19 April 2012

Firefly with Time Travel (Review: 'Doctor Who' 8.15-8.20, "Colony in Space") - Part Two

Part One

 

Gallifrey (we haven’t heard that name yet and won’t until “The Time Warrior”). Three Time Lords discuss the fact that the Master has got his hands on a secret file on “The Doomsday Weapon”. They decide to send the Doctor to sort this out. They don’t inform him of this – they just dematerialise the TARDIS while he’s showing Jo around.

 

Arriving on the planet Uxarieus in the year 2472, the Doctor and Jo find an agrarian colony led by a man called Ashe – a group that is trying to forge a new life away from an overcrowded and repressive Earth. While they have an uneasy truce with the “primitives” who live on the planet, their crops are failing and a “monster” is attacking their outer settlements. A survivor from an earlier colony arrives, claiming that the monsters and the Uxarieans wiped out the rest of his people.

 

Soon, a spaceship from the Interplanetary Mining Corporation (IMC) arrives, led by the nastily urbane Captain Dent and are “shocked” to discover there is a colony already there, so calls in an Adjudicator from Earth to resolve the dispute. The Doctor discovers the true identity of the monster, Jo gets kidnapped and then open fighting begins between the two groups of settlers. Then, the Adjudicator arrives…

 

****

The problem with a lot of the six-parters of classic Doctor Who is that they’re two parts too long. “Colony” is another classic example of a story that would have worked better in four 25-minute parts (i.e. 100 minutes, just a tad longer than a DW two-parter today) – tightening up the dialogue and making the thing less of a run-around that some of 1970s and 1980s Doctor Who ends up being.

 

Malcolm Hulke, who wrote or re-wrote eight Doctor Who stories and created the Silurians among other creatures, was a strong left-winger, never afraid to add political themes to his stories – this one discussing American colonisation is a particular example of his work.
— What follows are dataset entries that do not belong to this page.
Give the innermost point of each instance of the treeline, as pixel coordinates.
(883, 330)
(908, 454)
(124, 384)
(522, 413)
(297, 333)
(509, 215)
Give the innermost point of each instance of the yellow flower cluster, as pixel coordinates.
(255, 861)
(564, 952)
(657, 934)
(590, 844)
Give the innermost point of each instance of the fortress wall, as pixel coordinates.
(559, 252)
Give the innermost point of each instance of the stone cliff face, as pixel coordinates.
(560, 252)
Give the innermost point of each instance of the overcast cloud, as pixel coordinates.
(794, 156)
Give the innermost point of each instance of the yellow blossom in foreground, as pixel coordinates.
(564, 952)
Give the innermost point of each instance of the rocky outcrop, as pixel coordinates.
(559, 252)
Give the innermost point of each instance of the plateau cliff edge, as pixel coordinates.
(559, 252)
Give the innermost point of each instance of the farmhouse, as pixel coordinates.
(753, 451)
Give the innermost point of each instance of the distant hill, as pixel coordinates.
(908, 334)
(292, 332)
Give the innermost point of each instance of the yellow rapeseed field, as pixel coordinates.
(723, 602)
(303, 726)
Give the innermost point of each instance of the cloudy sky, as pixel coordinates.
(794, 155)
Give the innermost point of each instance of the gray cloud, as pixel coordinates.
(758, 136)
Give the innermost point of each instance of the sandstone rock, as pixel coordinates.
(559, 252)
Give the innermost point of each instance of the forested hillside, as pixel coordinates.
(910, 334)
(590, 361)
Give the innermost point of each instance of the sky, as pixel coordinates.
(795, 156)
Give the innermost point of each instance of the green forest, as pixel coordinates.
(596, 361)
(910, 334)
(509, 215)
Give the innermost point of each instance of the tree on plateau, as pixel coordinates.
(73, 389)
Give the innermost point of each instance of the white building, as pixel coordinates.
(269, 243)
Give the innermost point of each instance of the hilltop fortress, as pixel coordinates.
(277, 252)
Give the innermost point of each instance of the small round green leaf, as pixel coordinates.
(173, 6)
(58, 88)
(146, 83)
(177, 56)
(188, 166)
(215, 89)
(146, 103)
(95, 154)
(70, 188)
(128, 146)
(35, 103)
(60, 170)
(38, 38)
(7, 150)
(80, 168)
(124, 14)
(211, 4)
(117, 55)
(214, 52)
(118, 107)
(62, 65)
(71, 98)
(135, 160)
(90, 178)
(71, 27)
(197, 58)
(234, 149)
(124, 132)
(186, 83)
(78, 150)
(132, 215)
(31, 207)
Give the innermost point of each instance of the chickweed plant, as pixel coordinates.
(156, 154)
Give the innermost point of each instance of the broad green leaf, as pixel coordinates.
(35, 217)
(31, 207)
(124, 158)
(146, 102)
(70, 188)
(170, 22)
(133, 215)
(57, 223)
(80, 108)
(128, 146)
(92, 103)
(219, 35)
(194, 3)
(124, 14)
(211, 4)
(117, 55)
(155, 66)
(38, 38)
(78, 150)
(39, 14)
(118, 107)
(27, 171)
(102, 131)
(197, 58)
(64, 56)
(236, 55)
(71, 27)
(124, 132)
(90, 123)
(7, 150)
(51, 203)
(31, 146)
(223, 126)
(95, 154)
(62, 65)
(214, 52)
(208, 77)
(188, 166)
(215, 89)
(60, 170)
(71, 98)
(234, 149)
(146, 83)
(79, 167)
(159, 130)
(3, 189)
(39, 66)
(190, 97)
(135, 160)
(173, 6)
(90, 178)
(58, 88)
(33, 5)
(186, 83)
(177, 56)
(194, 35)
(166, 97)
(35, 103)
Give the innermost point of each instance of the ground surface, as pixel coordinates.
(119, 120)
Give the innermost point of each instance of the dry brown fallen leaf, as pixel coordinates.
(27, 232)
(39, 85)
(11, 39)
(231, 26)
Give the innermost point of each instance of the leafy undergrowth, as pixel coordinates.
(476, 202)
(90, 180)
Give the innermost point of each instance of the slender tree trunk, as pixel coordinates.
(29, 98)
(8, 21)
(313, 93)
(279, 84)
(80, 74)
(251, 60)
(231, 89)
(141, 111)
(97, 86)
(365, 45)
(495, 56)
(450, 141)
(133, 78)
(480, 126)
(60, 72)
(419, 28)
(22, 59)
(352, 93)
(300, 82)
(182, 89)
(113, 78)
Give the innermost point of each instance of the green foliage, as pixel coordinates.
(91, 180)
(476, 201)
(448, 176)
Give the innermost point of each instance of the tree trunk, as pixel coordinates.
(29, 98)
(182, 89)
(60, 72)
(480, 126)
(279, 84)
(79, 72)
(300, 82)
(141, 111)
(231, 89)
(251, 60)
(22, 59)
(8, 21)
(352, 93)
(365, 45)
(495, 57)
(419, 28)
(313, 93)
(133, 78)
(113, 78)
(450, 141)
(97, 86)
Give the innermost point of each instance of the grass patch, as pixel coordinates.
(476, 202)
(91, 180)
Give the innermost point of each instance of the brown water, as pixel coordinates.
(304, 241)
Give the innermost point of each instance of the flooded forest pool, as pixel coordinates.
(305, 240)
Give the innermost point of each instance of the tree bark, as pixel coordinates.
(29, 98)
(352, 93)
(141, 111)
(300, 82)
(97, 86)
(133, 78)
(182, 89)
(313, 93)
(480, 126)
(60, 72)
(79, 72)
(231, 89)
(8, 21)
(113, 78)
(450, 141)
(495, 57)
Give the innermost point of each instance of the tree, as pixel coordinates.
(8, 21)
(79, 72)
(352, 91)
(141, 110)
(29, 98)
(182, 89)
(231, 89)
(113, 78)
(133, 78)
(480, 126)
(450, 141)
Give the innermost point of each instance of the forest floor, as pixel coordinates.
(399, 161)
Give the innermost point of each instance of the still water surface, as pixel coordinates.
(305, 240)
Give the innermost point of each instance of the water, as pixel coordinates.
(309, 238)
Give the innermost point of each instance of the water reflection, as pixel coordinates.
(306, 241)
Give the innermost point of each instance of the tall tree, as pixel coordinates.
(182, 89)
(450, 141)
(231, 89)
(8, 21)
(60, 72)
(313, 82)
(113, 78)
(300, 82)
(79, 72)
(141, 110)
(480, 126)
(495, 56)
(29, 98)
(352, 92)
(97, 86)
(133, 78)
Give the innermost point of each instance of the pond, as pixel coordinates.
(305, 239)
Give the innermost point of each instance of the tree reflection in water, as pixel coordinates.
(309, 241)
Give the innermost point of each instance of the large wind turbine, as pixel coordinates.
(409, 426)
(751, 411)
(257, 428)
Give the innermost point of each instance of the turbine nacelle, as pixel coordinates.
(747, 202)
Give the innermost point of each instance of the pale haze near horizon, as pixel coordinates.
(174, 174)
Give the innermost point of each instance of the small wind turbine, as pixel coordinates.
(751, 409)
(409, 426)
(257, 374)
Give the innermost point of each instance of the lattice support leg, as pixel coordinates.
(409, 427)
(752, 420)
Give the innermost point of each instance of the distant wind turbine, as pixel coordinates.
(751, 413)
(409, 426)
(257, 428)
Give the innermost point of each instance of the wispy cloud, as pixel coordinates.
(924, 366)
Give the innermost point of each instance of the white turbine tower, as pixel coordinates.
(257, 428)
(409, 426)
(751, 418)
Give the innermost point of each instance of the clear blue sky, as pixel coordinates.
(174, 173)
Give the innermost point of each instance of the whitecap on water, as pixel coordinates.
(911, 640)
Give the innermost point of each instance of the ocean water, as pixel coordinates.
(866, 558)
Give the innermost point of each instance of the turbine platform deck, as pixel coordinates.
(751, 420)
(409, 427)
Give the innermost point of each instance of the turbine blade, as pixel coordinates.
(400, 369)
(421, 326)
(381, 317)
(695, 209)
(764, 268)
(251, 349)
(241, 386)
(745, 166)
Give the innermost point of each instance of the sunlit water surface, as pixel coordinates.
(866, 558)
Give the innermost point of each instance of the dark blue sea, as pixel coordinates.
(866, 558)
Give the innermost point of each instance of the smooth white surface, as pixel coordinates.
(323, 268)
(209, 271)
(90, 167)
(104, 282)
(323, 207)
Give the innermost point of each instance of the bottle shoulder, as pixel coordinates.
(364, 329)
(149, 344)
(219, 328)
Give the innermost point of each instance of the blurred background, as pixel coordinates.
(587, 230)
There are a lot of interesting ideas here, but the whole story falls apart in the execution.

 

The dialogue is very un-naturalistic and ‘stagey’. If this was made today, it would be a lot more free-flowing and snappy – Joss Whedon would have a lot of fun with a story like this. While real speech contains too many pauses to be really acceptable for a television audience, there is going too far and this sounds too polished, especially for a bunch of poor farmers who speak in Received Pronunciation[1].

 

The pace is plodding and it just feels like a run-around much of the time. That said, the final episode is pretty enjoyable and kicks things up nicely. The effects are well, dated, but they generally are for early 1970s Who.

 

It’s by no means a bad story – Jon Pertwee is at his charming Edwardian best, Roger Delgado is suitably slimy and Katy Manning demonstrates why she is so popular among fandom. The overall plot is a good one and battle scenes involving slug-throwing weapons always feel more real to me (other Firefly fans as well, I’d say).

 

All in all, there’s been worse, there’s been better. Wouldn’t recommend this for a first timer to the show, but after a few, who knows.

 

5/10

 

 

[1]Received Pronunciation (RP) or The Queen’s English is the “standard” English pronunciation that most native Anglophone people don’t use in their everyday speech. It’s the sort of accent commonly associated with BBC newsreaders and sci-fi of this era. Tom Baker and the late Lis Sladen both hail from Merseyside, but both utilise RP accents for their roles. RP is declining in use (even the Queen is sounding less RP as the years go by), although it is still around and disconcertingly common among British characters in US drama, even those played by British actors, with few notable exceptions. I personally joke that the LA air does something funny to British actors’ vocal cords.